You're not (that) evil if you pick red

The short answer is that if you took this poll as a prior (for when Cremieux is asking), you should pick red.

[Update: full answer with o1 here.]

There’s a slightly utilitarian puzzle that sometimes crops up and is useful to test when conducting X polls. It is the one shown in the picture above.

The framing of it in terms of red and blue pills makes it seem somewhat more tribal than it actually can be, in the most abstract sense. Blue roughly vibes with “nice and dumb” and red with “mean but smart.”

In utilitarian terms, intuitively we should think that niceness can simply be represented by a parameter, which we’ll call v. This v is a number between 0 and 1 inclusive, so that 1 is the value of your own life, and v represents the value of any other human life.

If you’re perfectly evil, v = 0, and you should pick red. But if you’re not good enough to be perfectly evil, v > 0. However, what it should be seems very indeterminate.

Let’s consider what I’ll call the “CDT” case (your choice does not affect anyone else’s, and so only matters for a tiebreaker):

Let’s say N is the number of participants, and p is the probability a participant will choose blue. We’ll say x is the number of blues, sampled from a binomial distribution with parameters N and p.

There are only really three “worlds” you could find yourself in:

1. Red world, where red is guaranteed to win. Pick red in this one.

2. Blue world, where your choice does not matter. Pick either in this one, or blue to make sure it is even more certain.

3. The slim possibility that your choice changes the outcome, call this the tiebreaker world. It is assumed you will pick blue in this one.

Intuitively, it would seem that the expected utility you receive from your choice across all three worlds cancels out in the red and blue worlds, and so we should kind of only care about the chance of shifting the outcome in the tiebreaker world. (I am not going to write all those expectations out, since that would involve calculating really heavy integrals as far as I know, and I don’t think we really need them).

\(x \sim Binomial(N, p)\)

\(K = \lceil{}N/2\rceil{} - 1\)

\(p_{tie} = p(x = K)\)

\(p_{tie} = {N\choose K}p^{K}(1-p)^{N -K}\)

\(U_{saved} = p_{tie}Kv\)

You can see that as N gets larger, p_tie will get smaller, but K increases as well, so we’re not sure what this utility looks like.

But we can also see that for p small enough, that may outweigh whatever our v is.

For Cremieux’s poll at the time of that snapshot, we have N = 12,961, and - this would technically be for a subsequent poll - if you take this one as a prior for his community, then p = 0.378.

For these numbers, Wolfram Alpha tells me that p_tie is approximately 10^-175. So pick red.
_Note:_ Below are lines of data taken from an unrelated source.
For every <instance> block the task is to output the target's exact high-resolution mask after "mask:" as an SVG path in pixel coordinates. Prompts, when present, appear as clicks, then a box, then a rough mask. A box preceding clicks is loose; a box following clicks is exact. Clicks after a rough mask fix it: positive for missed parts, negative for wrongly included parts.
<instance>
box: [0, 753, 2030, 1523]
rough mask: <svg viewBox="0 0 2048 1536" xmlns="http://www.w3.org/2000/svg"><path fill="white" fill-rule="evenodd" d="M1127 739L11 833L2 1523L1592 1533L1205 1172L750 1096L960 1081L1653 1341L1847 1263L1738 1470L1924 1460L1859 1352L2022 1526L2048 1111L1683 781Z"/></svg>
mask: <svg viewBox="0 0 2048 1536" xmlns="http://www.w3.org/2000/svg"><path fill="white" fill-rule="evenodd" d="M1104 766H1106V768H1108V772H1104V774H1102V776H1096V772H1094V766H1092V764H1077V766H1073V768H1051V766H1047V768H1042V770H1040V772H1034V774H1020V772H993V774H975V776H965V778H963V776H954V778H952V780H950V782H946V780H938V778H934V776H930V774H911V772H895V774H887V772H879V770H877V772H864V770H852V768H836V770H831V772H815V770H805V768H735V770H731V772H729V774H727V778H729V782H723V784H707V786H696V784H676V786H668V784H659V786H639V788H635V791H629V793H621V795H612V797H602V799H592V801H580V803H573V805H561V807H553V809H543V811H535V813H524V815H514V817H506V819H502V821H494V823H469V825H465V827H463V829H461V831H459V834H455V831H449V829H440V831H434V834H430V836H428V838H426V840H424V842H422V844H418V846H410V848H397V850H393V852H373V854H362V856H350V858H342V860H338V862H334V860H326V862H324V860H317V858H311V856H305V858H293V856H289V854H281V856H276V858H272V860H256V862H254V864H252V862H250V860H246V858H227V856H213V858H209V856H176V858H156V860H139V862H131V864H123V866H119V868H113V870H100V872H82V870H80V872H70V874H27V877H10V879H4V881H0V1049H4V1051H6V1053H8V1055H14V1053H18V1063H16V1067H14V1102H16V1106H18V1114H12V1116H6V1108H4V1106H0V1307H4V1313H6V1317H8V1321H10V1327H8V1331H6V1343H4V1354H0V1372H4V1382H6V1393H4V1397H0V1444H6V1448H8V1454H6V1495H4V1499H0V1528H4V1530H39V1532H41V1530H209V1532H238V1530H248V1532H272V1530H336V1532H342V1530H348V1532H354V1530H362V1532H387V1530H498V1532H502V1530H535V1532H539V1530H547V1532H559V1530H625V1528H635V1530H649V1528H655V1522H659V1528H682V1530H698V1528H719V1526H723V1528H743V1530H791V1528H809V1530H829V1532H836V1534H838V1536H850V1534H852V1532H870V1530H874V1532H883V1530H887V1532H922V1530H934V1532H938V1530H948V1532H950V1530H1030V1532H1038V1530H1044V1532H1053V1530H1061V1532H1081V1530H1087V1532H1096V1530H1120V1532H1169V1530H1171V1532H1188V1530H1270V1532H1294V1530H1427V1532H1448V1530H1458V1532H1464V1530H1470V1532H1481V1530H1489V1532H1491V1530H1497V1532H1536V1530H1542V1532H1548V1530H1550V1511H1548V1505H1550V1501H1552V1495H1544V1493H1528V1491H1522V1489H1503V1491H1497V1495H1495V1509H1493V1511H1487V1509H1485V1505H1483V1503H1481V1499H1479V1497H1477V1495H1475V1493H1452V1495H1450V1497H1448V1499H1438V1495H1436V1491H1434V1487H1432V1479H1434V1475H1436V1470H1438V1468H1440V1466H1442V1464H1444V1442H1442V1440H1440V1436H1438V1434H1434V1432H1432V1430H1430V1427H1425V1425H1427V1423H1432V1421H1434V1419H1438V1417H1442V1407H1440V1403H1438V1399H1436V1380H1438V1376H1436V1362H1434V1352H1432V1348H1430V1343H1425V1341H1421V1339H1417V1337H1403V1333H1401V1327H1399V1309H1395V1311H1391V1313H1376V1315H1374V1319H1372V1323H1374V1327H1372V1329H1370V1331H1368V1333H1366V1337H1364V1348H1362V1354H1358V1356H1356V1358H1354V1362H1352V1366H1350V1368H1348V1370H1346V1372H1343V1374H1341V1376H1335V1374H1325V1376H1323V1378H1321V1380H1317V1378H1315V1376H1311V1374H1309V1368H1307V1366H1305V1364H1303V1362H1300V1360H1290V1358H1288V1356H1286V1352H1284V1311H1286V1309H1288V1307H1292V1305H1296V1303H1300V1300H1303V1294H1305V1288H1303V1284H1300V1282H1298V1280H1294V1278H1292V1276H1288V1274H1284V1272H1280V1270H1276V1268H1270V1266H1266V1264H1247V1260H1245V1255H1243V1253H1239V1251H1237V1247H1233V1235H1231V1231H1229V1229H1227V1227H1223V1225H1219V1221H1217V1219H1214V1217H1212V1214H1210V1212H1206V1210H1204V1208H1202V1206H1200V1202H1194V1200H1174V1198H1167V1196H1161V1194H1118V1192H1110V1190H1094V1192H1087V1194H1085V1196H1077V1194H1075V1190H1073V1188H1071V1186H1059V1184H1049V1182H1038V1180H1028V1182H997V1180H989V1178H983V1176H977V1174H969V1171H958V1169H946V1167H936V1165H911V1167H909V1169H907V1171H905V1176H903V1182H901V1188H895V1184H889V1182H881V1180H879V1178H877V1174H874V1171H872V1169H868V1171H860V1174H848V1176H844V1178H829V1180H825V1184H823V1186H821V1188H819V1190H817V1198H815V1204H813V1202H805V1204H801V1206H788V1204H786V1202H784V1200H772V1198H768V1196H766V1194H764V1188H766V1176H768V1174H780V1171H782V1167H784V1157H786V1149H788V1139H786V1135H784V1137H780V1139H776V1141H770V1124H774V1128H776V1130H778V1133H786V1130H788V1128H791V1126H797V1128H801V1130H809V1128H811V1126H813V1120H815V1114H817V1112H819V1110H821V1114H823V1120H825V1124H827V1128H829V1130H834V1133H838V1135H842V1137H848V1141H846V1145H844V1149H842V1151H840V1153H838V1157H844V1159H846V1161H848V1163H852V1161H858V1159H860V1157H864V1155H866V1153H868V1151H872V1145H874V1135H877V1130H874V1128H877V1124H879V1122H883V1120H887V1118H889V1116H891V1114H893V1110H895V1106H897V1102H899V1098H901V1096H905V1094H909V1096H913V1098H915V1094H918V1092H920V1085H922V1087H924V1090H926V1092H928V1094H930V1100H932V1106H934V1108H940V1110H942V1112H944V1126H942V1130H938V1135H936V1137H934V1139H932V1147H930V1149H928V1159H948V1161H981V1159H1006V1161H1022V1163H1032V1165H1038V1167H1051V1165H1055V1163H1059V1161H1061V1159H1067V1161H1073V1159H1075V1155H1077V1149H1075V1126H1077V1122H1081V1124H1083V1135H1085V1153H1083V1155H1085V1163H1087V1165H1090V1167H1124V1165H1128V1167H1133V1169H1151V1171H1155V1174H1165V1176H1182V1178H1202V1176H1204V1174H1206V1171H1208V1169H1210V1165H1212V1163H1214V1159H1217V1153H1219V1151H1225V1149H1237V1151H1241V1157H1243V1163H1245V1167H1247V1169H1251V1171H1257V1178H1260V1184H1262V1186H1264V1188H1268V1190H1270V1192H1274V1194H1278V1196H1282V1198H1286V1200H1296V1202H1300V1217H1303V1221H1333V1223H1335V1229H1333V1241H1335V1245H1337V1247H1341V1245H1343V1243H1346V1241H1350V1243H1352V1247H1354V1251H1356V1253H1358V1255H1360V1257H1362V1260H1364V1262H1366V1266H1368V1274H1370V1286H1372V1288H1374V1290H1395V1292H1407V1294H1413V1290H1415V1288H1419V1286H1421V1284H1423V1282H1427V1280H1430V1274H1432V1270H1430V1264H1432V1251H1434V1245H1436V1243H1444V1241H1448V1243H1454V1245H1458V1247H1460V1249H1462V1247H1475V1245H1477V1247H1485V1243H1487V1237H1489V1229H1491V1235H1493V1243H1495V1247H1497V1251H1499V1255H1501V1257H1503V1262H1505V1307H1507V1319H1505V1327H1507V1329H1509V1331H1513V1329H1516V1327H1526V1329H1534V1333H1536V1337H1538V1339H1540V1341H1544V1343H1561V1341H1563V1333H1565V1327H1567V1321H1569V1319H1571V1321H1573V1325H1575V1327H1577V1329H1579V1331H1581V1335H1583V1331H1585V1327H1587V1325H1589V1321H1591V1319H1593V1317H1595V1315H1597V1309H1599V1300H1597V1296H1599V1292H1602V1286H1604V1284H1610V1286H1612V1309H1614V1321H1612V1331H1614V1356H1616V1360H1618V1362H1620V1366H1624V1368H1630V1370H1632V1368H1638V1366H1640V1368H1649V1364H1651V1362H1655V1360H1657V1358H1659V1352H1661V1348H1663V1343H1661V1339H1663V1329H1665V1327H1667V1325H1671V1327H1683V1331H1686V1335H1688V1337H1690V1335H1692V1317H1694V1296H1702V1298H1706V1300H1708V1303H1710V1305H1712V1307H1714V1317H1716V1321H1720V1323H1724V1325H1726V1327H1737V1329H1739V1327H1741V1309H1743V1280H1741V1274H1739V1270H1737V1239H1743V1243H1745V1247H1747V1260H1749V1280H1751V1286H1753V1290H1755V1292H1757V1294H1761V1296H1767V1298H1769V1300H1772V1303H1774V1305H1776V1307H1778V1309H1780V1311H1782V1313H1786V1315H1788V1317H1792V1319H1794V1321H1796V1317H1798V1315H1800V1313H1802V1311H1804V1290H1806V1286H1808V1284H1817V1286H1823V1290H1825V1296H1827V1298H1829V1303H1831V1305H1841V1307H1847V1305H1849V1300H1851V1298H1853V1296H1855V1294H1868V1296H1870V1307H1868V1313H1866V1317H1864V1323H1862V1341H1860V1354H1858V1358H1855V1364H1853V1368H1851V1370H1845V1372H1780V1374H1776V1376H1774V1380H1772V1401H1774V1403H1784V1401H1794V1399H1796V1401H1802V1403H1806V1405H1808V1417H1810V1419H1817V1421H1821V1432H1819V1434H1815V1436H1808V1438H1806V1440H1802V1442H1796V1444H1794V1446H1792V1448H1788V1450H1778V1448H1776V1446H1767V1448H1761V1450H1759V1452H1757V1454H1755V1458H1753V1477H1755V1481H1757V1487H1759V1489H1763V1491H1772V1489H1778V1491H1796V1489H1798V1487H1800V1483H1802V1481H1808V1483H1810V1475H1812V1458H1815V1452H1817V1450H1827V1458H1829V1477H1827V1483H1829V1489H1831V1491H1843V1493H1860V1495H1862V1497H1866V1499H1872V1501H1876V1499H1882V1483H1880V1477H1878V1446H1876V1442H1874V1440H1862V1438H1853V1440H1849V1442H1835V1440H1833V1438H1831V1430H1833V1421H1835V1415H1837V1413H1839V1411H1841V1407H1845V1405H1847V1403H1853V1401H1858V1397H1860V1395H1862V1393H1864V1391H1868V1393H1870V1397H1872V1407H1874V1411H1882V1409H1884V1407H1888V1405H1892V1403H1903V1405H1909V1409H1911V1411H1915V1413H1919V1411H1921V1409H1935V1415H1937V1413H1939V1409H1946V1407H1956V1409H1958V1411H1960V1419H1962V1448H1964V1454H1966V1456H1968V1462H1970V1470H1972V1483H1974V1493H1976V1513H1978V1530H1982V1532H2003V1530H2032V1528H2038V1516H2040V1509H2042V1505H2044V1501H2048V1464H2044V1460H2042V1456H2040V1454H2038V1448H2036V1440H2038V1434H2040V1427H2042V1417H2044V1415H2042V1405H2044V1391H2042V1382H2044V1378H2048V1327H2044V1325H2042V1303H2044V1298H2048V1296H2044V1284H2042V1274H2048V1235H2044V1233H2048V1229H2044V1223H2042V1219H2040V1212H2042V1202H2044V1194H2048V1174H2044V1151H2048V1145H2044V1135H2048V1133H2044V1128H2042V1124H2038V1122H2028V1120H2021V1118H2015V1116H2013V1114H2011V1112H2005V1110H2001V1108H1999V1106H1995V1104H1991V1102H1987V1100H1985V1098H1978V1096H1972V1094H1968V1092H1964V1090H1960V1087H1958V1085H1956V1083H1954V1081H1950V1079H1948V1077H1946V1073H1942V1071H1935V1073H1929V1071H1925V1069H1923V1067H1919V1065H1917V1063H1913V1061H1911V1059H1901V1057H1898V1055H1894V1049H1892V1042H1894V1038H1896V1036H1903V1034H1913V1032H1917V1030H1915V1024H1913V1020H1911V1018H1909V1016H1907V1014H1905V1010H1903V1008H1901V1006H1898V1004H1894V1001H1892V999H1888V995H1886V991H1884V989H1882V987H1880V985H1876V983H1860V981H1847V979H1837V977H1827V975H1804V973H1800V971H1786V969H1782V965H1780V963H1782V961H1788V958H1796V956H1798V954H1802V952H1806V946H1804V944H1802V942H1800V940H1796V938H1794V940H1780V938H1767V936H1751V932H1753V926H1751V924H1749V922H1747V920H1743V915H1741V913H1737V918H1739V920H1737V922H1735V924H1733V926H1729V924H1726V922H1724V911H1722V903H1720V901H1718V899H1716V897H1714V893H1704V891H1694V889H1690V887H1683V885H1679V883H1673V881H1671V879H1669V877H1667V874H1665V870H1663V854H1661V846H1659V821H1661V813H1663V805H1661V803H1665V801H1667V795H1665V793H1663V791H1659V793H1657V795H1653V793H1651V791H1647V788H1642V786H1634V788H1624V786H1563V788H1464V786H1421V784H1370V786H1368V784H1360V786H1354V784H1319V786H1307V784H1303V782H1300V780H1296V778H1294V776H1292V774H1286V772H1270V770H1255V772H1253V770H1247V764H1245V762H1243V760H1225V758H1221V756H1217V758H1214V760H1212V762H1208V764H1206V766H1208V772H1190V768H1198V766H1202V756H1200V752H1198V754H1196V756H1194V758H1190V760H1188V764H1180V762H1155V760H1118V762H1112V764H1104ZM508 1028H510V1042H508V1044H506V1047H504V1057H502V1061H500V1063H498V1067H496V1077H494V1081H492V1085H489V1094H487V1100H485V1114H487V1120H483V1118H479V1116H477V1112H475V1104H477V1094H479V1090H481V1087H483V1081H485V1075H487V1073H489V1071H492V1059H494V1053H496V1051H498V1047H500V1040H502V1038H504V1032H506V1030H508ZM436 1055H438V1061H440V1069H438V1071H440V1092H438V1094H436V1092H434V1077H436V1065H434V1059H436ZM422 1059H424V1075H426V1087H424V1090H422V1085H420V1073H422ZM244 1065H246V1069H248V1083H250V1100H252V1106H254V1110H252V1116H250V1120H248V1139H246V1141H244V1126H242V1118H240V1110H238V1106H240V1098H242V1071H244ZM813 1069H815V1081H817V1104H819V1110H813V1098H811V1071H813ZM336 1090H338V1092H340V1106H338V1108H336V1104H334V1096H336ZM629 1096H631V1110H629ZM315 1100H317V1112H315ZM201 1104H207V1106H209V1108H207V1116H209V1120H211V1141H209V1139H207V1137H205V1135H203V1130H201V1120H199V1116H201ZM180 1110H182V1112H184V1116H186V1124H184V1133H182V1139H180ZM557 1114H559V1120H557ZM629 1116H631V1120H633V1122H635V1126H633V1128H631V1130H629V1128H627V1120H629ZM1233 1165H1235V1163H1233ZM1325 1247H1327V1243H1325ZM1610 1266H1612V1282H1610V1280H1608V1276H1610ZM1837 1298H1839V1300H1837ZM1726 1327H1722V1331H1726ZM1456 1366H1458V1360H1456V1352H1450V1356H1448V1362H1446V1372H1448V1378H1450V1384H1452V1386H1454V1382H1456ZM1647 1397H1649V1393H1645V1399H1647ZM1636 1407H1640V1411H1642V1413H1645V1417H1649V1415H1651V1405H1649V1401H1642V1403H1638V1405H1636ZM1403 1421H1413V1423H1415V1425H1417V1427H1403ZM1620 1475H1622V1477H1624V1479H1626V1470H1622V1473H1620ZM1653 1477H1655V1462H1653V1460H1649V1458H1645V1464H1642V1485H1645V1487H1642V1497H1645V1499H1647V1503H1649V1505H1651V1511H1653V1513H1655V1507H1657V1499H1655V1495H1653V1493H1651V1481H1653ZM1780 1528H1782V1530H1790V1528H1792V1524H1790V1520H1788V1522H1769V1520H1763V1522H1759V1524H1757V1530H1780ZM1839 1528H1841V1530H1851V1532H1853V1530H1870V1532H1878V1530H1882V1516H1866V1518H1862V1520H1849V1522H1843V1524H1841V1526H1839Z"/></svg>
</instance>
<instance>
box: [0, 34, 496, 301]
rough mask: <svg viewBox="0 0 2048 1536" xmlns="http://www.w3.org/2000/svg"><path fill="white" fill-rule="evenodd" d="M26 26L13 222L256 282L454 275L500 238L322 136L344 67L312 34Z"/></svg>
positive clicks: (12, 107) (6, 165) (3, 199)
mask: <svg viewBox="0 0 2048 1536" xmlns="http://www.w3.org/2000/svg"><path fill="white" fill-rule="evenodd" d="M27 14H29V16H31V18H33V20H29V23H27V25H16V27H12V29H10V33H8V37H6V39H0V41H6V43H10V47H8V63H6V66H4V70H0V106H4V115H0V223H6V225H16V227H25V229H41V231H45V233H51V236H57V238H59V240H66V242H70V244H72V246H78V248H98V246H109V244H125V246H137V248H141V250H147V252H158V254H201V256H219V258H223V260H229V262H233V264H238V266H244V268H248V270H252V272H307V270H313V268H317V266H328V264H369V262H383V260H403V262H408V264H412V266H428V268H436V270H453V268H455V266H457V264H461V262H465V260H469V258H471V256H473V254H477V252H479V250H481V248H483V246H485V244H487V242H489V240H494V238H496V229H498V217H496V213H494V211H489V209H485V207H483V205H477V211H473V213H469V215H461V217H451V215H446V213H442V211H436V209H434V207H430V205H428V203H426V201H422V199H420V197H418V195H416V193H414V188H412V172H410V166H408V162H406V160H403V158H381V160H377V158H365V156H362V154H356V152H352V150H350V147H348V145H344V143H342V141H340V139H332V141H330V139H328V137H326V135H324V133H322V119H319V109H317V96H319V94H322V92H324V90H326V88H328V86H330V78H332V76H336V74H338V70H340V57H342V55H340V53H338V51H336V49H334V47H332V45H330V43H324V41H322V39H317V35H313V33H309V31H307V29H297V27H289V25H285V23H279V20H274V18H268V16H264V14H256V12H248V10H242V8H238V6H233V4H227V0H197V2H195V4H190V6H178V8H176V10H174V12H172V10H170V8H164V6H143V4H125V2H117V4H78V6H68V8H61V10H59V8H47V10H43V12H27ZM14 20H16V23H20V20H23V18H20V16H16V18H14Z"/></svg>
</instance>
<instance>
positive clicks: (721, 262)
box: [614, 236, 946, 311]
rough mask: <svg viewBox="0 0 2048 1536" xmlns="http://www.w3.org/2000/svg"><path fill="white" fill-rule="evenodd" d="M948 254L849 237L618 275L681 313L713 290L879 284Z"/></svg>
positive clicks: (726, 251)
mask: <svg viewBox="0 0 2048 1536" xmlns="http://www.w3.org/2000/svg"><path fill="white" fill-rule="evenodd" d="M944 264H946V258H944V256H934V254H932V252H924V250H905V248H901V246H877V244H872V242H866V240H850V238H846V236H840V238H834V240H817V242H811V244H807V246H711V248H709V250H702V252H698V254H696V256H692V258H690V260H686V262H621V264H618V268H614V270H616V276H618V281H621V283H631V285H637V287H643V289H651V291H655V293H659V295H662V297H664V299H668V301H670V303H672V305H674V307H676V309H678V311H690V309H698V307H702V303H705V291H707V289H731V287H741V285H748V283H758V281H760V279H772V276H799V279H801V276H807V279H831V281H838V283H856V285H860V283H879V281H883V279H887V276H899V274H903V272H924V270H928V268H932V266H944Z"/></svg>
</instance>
However, for comparison, if his poll came out to close to 50/50, p_tie would be about 0.007. So U_saved would be approximately 45.36v.

Going through the above math with o1-preview, it tells me that in p = 0.5 situations, if

\(v > \sqrt{\frac{\pi}{2N}}\)

then pick blue. (I find the exact constant possibly dubious, but I’m more confident in the 1 / sqrt(N).)

To give a sense of how fast the probability of being in tiebreaker world drops off, with p of only 0.487, p_tie * K is 0.582, and with p of 0.488, that value is 1.11.

Now, I’m not going to do extended calculations for the FDT case, because it seems highly indeterminate what exactly happens here, besides one thing, which is that the probability of being in the blue world or the third world - the tiebreaker world - increases somewhat, with your choice (how you do that is also quite indeterminate, but perhaps through political campaigning, you can increase it a lot).

But suffice it to say, our conclusion is that red is the better choice if you’re fairly sure red will win (and it might be very sensitive to framing), and this won’t make you evil.

However, if N is very large, your v > 1 / sqrt(N), you have no other priors about p to go on, and you believe in FDT, then picking blue might seem quite justified. No one really knows what evil is besides v = exactly 0, and no one knows what the hell v is supposed to be.

But that’s what the praxis of utilitarianism is: The math tells you that your degree of evilness or goodness - based entirely on vibes and feeling - should come down to an arbitrary parameter of a very large number of significant figures. Then you go and reflect a long time until you pull this number out of absolutely nowhere, or wait until another calculation renders it non-arbitrary.